The Muslims are as devout followers of the God of Abraham as both the Jews and the Christians. Admittedly the Muslims and Christians have more in common with each other than either has with the Jews.
I’m not sure that “whites” are a nationality in the way that Jews are. Moreover, “whites” most certainly have not been persecuted and slaughtered for thousands of years all over the world so one can’t credibly make the argument that they need a country of their own to avoid a second Holocaust.
Can you elaborate ? I would have thought that Jews and Muslims have more in common theologically, as more classically monotheistic than the Trinitarian version of monotheism of Christianity.
Muslims also believe in the Bible – it’s one of the three Abrahamic (is that the right word?) religions. They too believe in Moses, Abraham, etc. In fact, Jesus plays a role in Islam as well.
Yes. I recall Isaac Asimov using (coining?) the word “Yahvistic,” but “Abrahamic” means the same. All purport to derive from Abraham’s original covenant with God. There is also a legend that, as Jews all descend from Abraham through his son Isaac, Arabs – as distinct from Muslims – all descend from Abraham through his son Ishmael. So they’re the cousins of Jews, and there’s no quarrel like a family quarrel . . . In Islam: A Short History, Karen Armstrong – who is not a Muslim – argued that Mohammed originally intended his religion as a race-specific religion, the right way of worship for Arabs as Judaism is the right way of worship for Jews – rather than a universalist religion to which all the world should be converted. Since he only extended his rule over Arabia in his own lifetime, the question of converting non-Arabs did not arise until the Arabs started conquering their neighbors. And in the early years, Muslim Arabs living among and ruling over non-Arabs made no attempt to proselytize, were reluctant even to accept converts, and kept themselves separate in military compounds and did not socially mix with the locals. That eventually changed.
I would like Jews to stop thinking about themselves as Jews, ans Muslims to stop thinking about themselves as Muslims. Same goes for all other groups. I say this as someone who used to think of himself as “Jewish.”. Life’s too short for group identities.
That would be nice. But one would be hard pressed to tear peoples’ lifelong values from them.
People who segregate themselves into groups are really making this planet a lot worse. It’s been the cause of countless wars, and it really needs to stop.
I do think they are different simply because there is no “white” identity. It would be more apt to compare “Jew” to “English” or “Italian.” After all, “Jew” is just another word for “white” in the census. And so is “Arab.”
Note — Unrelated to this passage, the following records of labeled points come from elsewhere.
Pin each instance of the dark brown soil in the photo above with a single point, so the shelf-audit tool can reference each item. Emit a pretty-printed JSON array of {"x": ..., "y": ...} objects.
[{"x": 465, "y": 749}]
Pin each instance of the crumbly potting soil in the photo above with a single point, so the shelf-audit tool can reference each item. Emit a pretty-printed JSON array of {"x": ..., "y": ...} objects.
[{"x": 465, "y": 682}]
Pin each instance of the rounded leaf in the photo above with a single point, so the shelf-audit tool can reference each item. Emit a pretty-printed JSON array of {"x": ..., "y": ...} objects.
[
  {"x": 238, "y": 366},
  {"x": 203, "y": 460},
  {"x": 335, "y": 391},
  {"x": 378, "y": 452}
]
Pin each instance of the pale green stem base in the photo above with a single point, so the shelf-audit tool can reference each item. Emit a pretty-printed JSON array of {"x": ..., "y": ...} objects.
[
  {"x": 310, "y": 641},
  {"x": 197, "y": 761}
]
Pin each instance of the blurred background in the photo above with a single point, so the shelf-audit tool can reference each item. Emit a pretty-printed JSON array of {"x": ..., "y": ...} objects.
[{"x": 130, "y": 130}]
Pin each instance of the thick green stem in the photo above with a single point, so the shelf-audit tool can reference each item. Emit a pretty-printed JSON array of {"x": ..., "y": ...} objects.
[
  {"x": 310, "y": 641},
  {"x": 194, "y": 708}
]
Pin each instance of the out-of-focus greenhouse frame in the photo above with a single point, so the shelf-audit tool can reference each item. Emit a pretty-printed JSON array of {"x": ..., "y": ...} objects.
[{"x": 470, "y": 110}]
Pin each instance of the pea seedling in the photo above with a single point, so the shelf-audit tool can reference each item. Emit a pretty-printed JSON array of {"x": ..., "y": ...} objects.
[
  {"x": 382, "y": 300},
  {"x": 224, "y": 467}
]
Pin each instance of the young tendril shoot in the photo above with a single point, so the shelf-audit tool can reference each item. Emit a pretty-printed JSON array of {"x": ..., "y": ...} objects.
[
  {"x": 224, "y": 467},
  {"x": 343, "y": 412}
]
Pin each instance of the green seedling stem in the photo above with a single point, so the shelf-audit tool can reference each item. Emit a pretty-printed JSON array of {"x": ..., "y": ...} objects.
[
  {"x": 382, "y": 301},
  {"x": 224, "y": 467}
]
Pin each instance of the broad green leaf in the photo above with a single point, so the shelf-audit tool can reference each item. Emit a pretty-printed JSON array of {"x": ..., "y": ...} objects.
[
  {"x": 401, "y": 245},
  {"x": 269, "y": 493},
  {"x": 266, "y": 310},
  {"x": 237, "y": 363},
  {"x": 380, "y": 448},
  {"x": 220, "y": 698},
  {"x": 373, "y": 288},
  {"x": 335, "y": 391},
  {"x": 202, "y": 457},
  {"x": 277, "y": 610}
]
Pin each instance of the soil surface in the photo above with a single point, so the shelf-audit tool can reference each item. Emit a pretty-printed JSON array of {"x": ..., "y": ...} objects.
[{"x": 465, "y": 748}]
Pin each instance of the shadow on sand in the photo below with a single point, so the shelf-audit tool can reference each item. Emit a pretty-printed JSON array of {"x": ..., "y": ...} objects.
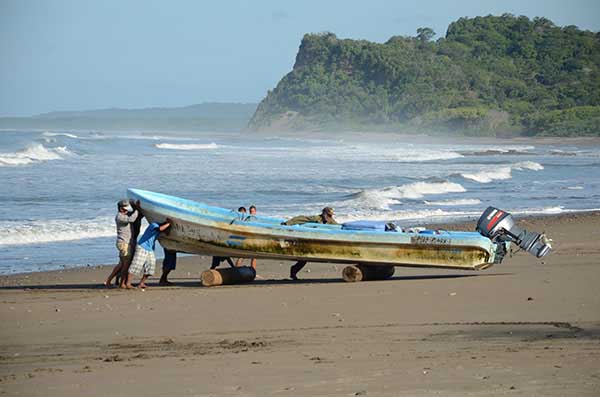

Please bear in mind that much of Islam’s early history is hotly disputed, and Muhammad’s intentions for non-Arabs is definitely in that category. Looking at the actions of the Umayyads (the early years) for clues is problematic, because records of that time come to us from the Abbasids and as the deposers of the Umayyads they had an interest in claiming that the Umayyads were unfairly holding the True Faith back from people, among their other “crimes.”
While I am somewhat sympathetic to the argument that Muhammad was creating an ethnic faith for Arabs (Such as he would have understood “Arabs”) I am bothered by several things, not least of which is the fact that as far as I know he never condemned Christianity’s universality as one of its many corruptions. Anecdotally, I have also not met a scholar of Islam who would claim that Islam was originally not universalist, full stop. I don’t recall this argument being really fleshed out in Karen Armstrong’s (who is excellent) book, but I’d appreciate it if you could cite or quote it for my reference.